Vodacom shareholders vote in favour Vodafone Egypt bid
Vodacom Group’s bid for a controlling stake in Vodafone Egypt is set to proceed after the operator received shareholder backing today.
Vodacom Group says the proposed acquisition of a 55% stake in Vodafone Egypt cleared a crucial hurdle today, when minority shareholders overwhelmingly voted in favour of the transaction.
Given the related-party nature of the transaction, the mobile operator has ensured appropriate governance controls were put in place so the deal is executed and concluded on an arm’s length basis, says Vodacom.
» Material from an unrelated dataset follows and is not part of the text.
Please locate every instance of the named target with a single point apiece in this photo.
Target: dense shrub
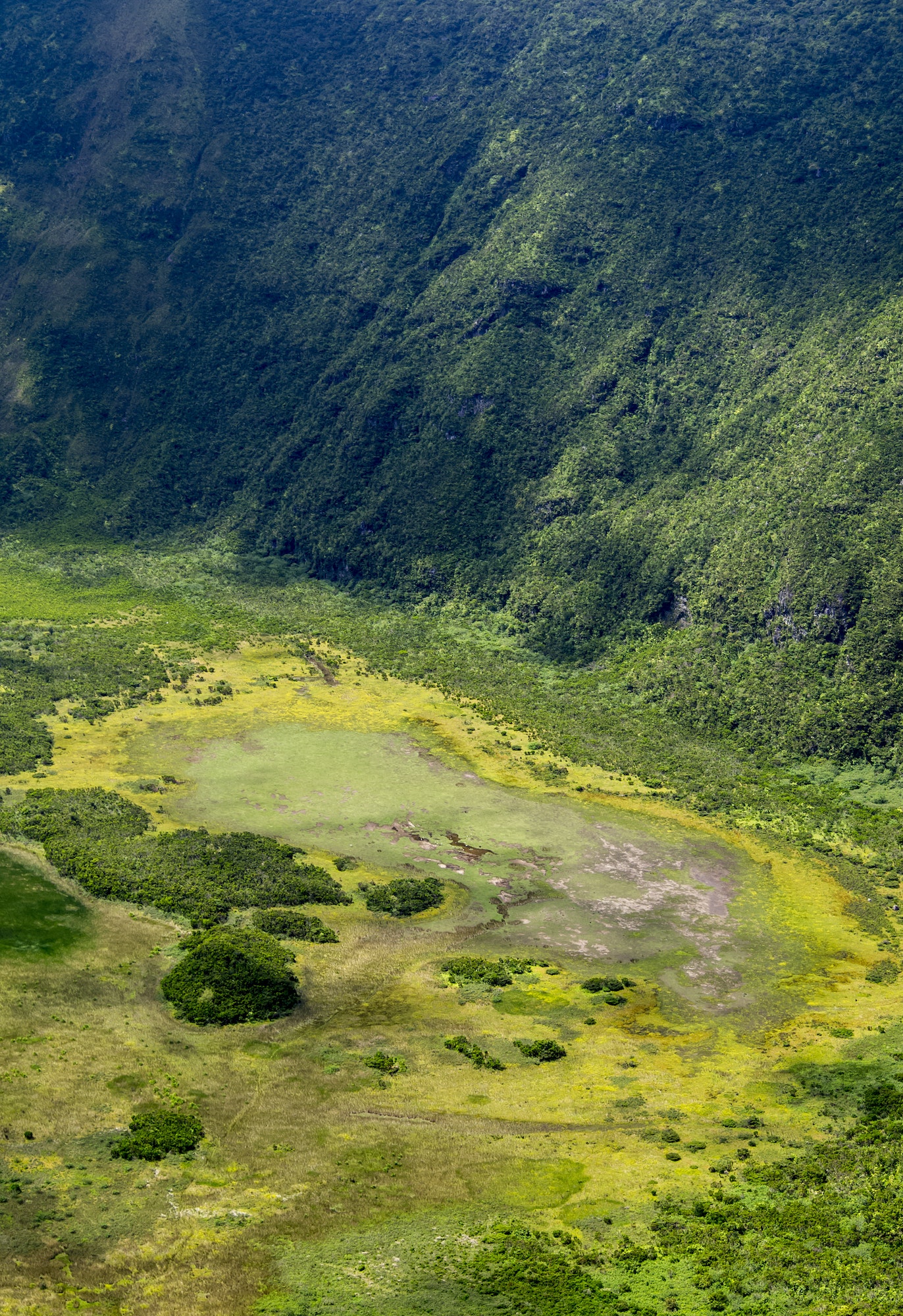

As a result, Vodafone, which currently holds a 60.5% stake in Vodacom Group, was precluded from voting on the approval of the transaction at the general meeting.
The Midrand-headquartered telco first announced in November its intention to acquire a majority shareholding in Egypt’s largest mobile network operator.
Vodafone Egypt holds a 43% revenue market share, and has 43 million consumer and enterprise customers.
Today, the telco revealed shareholders approved the proposed transaction at the general meeting, paving the way for Vodacom to fund the circa R41 billion ($2.738 billion) transaction.
Subject to the final outstanding regulatory approvals, Vodacom says it will fund the acquisition of Vodafone Group’s 55% stake in Vodafone Egypt by issuing 242 million new ordinary shares at R135.75 per share, in addition to around R8.2 billion ($548 million) in cash.
Commenting after the shareholders’ vote, Vodacom Group CEO Shameel Joosub says: “This is an exciting and important milestone for Vodacom, as the acquisition of Vodafone Egypt will be transformational in our evolution from a telco to a techco.
“This is a transaction that presents significant diversification and growth opportunities for our shareholders. With over 80% of Egypt’s 100 million population unbanked, Vodacom sees enormous potential to leverage our financial services platforms, global partnerships and best practices in a significant market.”
The mobile operator says it will work towards closing the transaction before the end of its financial year in March 2022.
However, the deal remains conditional upon receipt of certain approvals from the Johannesburg Stock Exchange, National Telecom Regulatory Authority of Egypt and Egypt’s Financial Regulatory Authority.